Occupational Therapy

An initial evaluation with all members of the rehabilitation team will be conducted. Your rehabilitation team is built specific to your individual needs and could include: a physiatrist (rehabilitation doctor), physical therapist, occupational therapist, speech therapist, recreation therapist, dietician, nurse, neuropsychologist or social worker.

Team Conference

After the initial evaluation, we’ll meet again for a team conference to discuss our findings. You will actively participate in developing your individual program goals and plan of care. We’ll make initial discharge (going home) recommendations, including equipment needs, follow-up therapy and medical appointments. Our team will estimate your length of stay, and schedule family/caregiver training days and graduation. Family/caregiver training ensures the individual you’ve selected to assist you upon your return home is properly trained to do so.

Daily Therapy

Daily therapy will help you progress toward achieving the goals you set during our initial evaluation. Our team will facilitate opportunities for you to interact with individuals facing similar activity limitations.

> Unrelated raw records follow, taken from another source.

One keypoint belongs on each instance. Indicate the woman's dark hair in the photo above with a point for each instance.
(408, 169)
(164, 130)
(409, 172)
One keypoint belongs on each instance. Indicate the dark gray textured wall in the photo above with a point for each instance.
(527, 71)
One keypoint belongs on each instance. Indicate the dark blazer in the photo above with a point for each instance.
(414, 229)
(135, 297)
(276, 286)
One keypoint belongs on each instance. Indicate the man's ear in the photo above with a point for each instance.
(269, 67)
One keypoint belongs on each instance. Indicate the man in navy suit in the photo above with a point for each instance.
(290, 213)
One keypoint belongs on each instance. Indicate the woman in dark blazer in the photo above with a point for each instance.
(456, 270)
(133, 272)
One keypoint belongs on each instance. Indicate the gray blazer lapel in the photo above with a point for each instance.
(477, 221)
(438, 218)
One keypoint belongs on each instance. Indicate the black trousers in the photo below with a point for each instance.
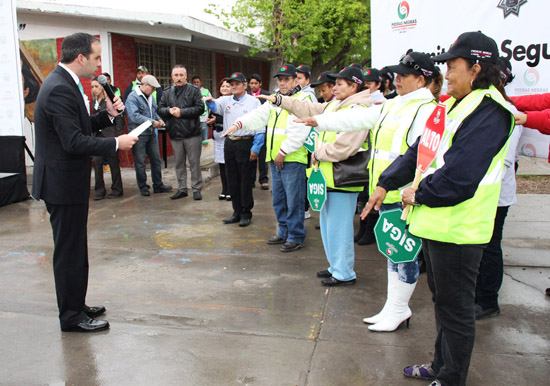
(116, 186)
(262, 167)
(70, 260)
(452, 272)
(491, 268)
(239, 171)
(223, 175)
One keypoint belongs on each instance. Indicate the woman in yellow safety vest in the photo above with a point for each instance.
(336, 217)
(396, 125)
(455, 204)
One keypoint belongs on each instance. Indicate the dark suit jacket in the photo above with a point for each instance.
(64, 142)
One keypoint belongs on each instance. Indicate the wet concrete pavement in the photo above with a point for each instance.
(194, 302)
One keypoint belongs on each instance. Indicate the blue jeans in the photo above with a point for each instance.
(204, 131)
(288, 195)
(406, 272)
(147, 144)
(337, 233)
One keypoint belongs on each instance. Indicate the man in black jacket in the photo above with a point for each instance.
(180, 107)
(62, 170)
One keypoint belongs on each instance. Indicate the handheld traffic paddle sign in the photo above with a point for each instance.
(316, 190)
(309, 144)
(393, 239)
(428, 146)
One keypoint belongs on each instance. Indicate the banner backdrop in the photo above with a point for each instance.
(518, 26)
(11, 92)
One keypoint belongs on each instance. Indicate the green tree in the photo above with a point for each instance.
(327, 34)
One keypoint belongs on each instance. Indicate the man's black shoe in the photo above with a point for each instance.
(162, 189)
(482, 313)
(88, 325)
(232, 220)
(179, 194)
(332, 282)
(94, 312)
(244, 222)
(275, 240)
(290, 246)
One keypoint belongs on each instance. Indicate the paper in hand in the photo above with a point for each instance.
(140, 129)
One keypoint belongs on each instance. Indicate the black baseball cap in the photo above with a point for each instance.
(237, 76)
(372, 75)
(505, 70)
(471, 45)
(353, 74)
(287, 69)
(416, 63)
(255, 76)
(304, 70)
(385, 73)
(323, 78)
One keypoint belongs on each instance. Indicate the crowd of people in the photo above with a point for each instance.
(365, 114)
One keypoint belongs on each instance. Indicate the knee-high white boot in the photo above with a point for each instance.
(392, 282)
(398, 309)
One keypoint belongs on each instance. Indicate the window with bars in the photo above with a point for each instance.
(156, 57)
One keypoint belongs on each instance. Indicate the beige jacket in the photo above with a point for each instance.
(346, 144)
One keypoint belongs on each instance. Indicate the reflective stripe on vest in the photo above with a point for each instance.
(330, 137)
(390, 140)
(276, 133)
(134, 85)
(204, 93)
(471, 221)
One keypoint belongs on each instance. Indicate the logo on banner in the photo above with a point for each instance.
(510, 6)
(403, 10)
(531, 77)
(404, 23)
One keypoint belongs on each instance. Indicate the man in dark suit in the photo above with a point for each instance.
(62, 169)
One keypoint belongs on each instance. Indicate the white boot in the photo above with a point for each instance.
(392, 282)
(398, 310)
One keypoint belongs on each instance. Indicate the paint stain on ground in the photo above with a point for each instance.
(183, 256)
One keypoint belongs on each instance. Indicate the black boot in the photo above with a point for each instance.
(362, 228)
(368, 237)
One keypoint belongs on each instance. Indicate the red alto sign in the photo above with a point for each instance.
(431, 137)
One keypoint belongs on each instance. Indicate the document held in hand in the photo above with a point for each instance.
(140, 129)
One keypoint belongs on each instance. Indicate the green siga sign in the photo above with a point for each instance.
(316, 190)
(309, 144)
(393, 239)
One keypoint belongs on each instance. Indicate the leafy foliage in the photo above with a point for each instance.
(328, 34)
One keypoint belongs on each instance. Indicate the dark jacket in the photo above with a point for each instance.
(64, 142)
(189, 101)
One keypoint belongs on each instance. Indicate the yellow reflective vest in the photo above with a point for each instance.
(389, 140)
(471, 221)
(276, 133)
(330, 137)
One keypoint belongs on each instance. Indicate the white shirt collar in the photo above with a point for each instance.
(73, 75)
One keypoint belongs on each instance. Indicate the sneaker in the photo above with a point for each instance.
(424, 371)
(162, 189)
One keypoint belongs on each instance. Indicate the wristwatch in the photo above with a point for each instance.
(413, 200)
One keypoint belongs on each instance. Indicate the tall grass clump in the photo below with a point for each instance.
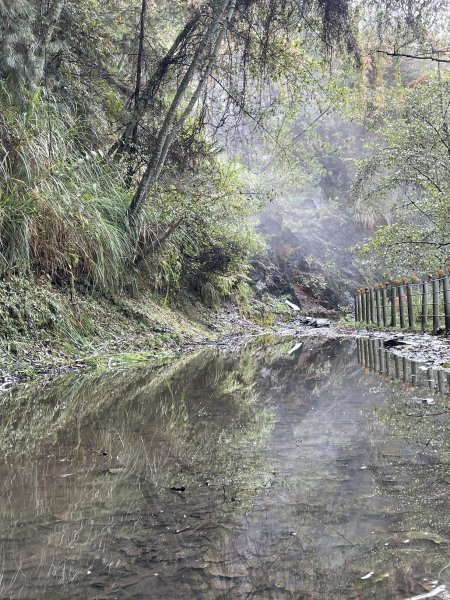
(62, 209)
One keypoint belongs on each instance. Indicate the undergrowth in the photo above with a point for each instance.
(63, 215)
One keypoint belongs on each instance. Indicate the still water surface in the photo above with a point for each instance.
(245, 473)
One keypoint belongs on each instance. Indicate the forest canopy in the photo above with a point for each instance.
(119, 119)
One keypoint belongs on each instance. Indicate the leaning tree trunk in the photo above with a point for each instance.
(213, 37)
(122, 146)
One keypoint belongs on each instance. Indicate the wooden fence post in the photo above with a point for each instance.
(378, 305)
(405, 369)
(366, 352)
(401, 304)
(447, 303)
(384, 305)
(386, 363)
(424, 305)
(393, 307)
(372, 305)
(363, 306)
(414, 373)
(397, 366)
(360, 309)
(441, 382)
(435, 304)
(367, 305)
(410, 305)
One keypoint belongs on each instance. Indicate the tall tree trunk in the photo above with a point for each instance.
(213, 36)
(123, 144)
(137, 88)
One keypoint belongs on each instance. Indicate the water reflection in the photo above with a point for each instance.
(251, 473)
(375, 357)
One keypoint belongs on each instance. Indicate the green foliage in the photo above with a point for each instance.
(410, 177)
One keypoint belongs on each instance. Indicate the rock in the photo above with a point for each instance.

You will wear your regular day-to-day clothing, will be encouraged to eat meals at a dining room table, and to practice doing activities for yourself as part of the transition from hospital to home.

Therapeutic Passes

Passes are used to evaluate progress toward your goals. A physician’s order is required to go on any pass. Family/caregivers will need to work with therapy and nursing staff to complete the pass criteria prior to receiving a therapeutic pass.

Food Service

You will be served three meals, including breakfast, lunch and dinner. This may also include snacks and therapeutic nutrition supplements between meals. All meals and snacks follow the diet prescription covered by the physician and dietitian. You may obtain permission from your physician to have your friends or family bring in some of your favorite foods.

Discharge Planning (Going Home)

Our team arms you with the information you’ll need for your return home. Discharge planning begins at the moment of admission. Both you and your family/caregiver will go over medications and prescriptions.

The interest, support and cooperation of family and friends are just as critical as professional skills, techniques and technology in your recovery. Before going home, we'll provide your family or caregiver with a training that helps them support you in your transition home. 

In the event that returning home is not an option, other options may be presented to the patient and family/caregiver. These may include assisted living facilities, adult family homes or skilled nursing facilities.